The Mercury News

Evergreen initiative threatens your neighborho­od, too

- By Sylvia Arenas Sylvia Arenas represents District 8, the Evergreen area, on the San Jose City Council. She wrote this for The Mercury News.

Wealthy developers are seeking to pull a fast one on San Jose voters.

Today, their target is Evergreen — the community that I represent on the San Jose City Council — but they’re making clear that this is just the beginning. This developer will come for your neighborho­od, too.

The proposal — the socalled “Evergreen Senior Homes Initiative” — is a bait and switch, combined with a don’t-look-behind-the-curtain. They’re counting on San Jose voters to not ask any questions — the questions that they know the City Council would ask, if they were to take their proposal to Council. The way everyone else does.

Here are the questions they don’t want you to ask:

Who would benefit?

At its core, this is about billionair­es building a gated community for millionair­es. And making obscene profits for themselves. They plan to build over 700 mansions that they can sell for more than $1 million each. The land was purchased years ago for almost nothing, so the land owner alone stands to make hundreds of millions of dollars selling to the developer if voters approve this scheme.

I thought this was about veterans and seniors?

The developers say they’re going to build affordable senior housing for veterans. But they make no actual commitment that one home would ever go to a vet. They can build over 150 market-rate homes before they start building any affordable housing. And “seniors” is defined as 55 and over. Many tech executives would qualify.

If they do build any affordable housing, they’re going to put it outside the gates, guard houses and walls, according to their 367 pages of plans.

Don’t they still have to follow the same rules everyone else does?

No. With this initiative, the developers, quite literally, have written their own rules for their own project and would have a blank check to do as they please. They’ve even provided themselves the flexibilit­y to re-write the rules later, with references to being able to make changes to match changing “market conditions”. And the council would have no authority to stop them.

Can this get worse?

Yes — there’s clever language that would allow these developers to stop paying traffic mitigation fees, weaken the city’s affordable housing rules for their project and ignore the state’s environmen­tal review process. So when they make traffic worse by introducin­g 2,000 more cars into our neighborho­od, they wouldn’t be on the hook to pay for road improvemen­ts, increased public transit or anything. Taxpayers would be responsibl­e for improvemen­ts.

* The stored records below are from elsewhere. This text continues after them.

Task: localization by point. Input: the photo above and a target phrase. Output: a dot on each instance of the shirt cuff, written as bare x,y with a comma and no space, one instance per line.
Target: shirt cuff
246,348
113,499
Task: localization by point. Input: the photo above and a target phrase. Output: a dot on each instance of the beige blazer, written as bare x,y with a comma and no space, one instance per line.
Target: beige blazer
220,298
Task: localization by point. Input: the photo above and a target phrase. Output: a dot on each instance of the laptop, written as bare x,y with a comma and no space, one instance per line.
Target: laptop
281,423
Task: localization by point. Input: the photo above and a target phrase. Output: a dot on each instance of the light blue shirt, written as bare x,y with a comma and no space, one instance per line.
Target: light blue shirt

What should be built on this land?

This property was set aside to build a campus for hightech jobs years ago, to bring jobs closer where our residents live. We need jobs for San Jose families to be in San Jose. Otherwise, we’ll all keep spending more time fighting through brutal rush hour traffic, like we currently see on Highway 101. The only reason the property hasn’t become that tech campus is that the owners have visions of making the even bigger profit that comes with housing.

And remember, it’s not just about this one project. They’re creating something they call the “Senior Housing Overlay”, which is designed to make it easier to push through future developmen­ts. If this initiative passes, the new — weaker — rules will help developers build projects detrimenta­l to your neighborho­od. Assume your neighborho­od is next. What can I do?

Talk to your friends, family, and neighbors. Reach out to leaders in your own community. Evergreen is uniting in opposition to this attack in our community, but we need help from our neighbors across the city.

And most of all, don’t sign the petition to get this on the ballot.

With this initiative, the developers, quite literally, have written their own rules for their own project and would have a blank check to do as they please.